Almost six years after Prince Harry’s first comments about his supposed spat with Prince William, there are still no signs of the brothers reconciling.
The pair have not been seen in public together since their uncle Lord Robert Fellowes’ funeral in August 2024 and are thought to be estranged.
Harry made some unprecedented comments about William during an interview in 2019 in a documentary that was meant to focus on his and Meghan’s ten–day tour of southern Africa.
When asked about the brotherly rift, the Duke of Sussex said they were on ‘different paths’, and confessed they have ‘good and bad days’.
The rare admission sent royal fans into a spin as many speculated Harry and William’s feud was showing no signs of resolving.
Speaking in a candid interview with ITV‘s Tom Bradby, the now–41–year–old was asked point–blank about the reported conflict.
‘There’s been a lot of news in the press about rifts with your brother,’ the presenter said in the October 2019 documentary Harry & Meghan: An African Journey, which followed the couple on their tour. ‘How much of that is true?’
Harry initially laughed at the question, but did not hesitate to answer, claiming the rumours were ‘created out of nothing’.
Prince Harry made unprecedented comments about his brother in an interview in 2019 sending royal fans and commentators into a spin (the pair pictured July 2018)
‘Part of this role, part of this job, this family, being under the pressure which it’s under – inevitably, stuff happens. But we are brothers. We will always be brothers,’ he said.
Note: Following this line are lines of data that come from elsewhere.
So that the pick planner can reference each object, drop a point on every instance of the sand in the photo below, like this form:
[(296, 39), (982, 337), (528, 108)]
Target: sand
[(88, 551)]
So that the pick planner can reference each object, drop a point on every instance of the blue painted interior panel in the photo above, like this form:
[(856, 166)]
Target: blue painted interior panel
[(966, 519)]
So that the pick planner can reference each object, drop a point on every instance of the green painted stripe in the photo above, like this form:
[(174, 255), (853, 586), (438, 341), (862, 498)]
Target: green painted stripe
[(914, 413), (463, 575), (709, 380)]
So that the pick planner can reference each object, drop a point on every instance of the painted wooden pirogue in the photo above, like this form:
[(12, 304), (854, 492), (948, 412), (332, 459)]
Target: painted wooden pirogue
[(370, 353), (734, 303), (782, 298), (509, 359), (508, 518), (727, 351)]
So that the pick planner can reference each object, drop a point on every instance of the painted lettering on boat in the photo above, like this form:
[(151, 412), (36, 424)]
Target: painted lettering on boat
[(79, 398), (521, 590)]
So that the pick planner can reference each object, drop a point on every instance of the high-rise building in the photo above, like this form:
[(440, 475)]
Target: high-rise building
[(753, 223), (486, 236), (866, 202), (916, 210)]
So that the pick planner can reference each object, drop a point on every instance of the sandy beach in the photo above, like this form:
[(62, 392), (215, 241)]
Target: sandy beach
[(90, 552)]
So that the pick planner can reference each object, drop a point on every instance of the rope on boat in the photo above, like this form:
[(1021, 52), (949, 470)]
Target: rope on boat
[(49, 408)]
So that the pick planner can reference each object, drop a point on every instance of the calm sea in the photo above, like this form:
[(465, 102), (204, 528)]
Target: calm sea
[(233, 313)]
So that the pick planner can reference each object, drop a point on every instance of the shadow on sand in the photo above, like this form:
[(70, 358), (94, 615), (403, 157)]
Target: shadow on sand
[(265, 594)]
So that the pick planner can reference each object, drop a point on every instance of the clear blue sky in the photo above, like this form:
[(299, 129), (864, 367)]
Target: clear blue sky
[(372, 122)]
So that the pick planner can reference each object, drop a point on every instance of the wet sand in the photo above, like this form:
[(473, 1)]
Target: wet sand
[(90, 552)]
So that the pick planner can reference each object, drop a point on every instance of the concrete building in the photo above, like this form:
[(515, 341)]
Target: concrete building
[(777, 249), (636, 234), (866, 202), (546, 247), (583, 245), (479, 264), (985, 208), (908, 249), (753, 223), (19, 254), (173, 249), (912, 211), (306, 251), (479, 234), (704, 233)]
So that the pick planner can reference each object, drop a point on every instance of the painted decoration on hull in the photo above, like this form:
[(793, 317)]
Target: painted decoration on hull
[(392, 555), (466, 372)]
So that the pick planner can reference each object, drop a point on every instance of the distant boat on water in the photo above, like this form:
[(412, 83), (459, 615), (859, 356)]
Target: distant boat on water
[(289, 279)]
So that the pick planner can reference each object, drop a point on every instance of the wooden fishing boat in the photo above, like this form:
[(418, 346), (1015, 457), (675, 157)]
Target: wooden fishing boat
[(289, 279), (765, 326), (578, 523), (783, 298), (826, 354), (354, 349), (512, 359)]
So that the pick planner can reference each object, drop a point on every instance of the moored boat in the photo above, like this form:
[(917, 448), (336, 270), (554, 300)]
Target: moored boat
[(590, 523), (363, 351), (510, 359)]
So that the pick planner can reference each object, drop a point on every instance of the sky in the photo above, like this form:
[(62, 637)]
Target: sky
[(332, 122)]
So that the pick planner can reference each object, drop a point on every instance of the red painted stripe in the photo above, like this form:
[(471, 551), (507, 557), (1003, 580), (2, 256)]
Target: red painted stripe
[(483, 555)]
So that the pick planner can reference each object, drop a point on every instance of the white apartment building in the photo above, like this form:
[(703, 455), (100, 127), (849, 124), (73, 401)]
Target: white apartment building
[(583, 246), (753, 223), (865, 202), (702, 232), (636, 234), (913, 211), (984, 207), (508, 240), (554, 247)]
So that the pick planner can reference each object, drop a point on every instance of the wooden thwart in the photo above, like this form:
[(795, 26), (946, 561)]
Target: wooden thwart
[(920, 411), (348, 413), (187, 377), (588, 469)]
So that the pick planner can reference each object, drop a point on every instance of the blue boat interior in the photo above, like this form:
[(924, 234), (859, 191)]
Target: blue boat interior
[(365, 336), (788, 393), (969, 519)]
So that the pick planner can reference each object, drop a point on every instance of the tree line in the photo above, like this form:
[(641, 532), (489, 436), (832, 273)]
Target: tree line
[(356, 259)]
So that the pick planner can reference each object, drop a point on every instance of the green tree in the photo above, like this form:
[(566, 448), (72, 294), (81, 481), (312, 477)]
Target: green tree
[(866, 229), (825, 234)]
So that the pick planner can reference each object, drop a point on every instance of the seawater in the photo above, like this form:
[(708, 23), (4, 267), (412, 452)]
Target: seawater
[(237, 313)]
‘We’re certainly on different paths at the moment, but I’ll always be there for him, and as I know, he’ll always be there for me.
‘The majority of this stuff is created out of nothing, but as brothers, you know, you have good days, you have bad days.’
Royal author Tina Brown discussed Harry’s remarks in her book, The Palace Papers, saying they ‘detonated headlines about an open breach between the brothers’.
She claimed ITV producers ‘fully expected’ the documentary to be an ‘uneventful royal tag–along’ with a number of ‘great visual moments’ from a FaceTime with Nelson Mandela’s widow to the new parents’ son Archie meeting Archbishop Desmond Tutu.
‘But, to the astonishment of the Sussexes’ communications team and the show’s producers, Harry and Meghan hijacked their own humanitarian message during their end–of–tour interview with Bradby by talking about how bummed out they were in their private lives,’ the writer penned.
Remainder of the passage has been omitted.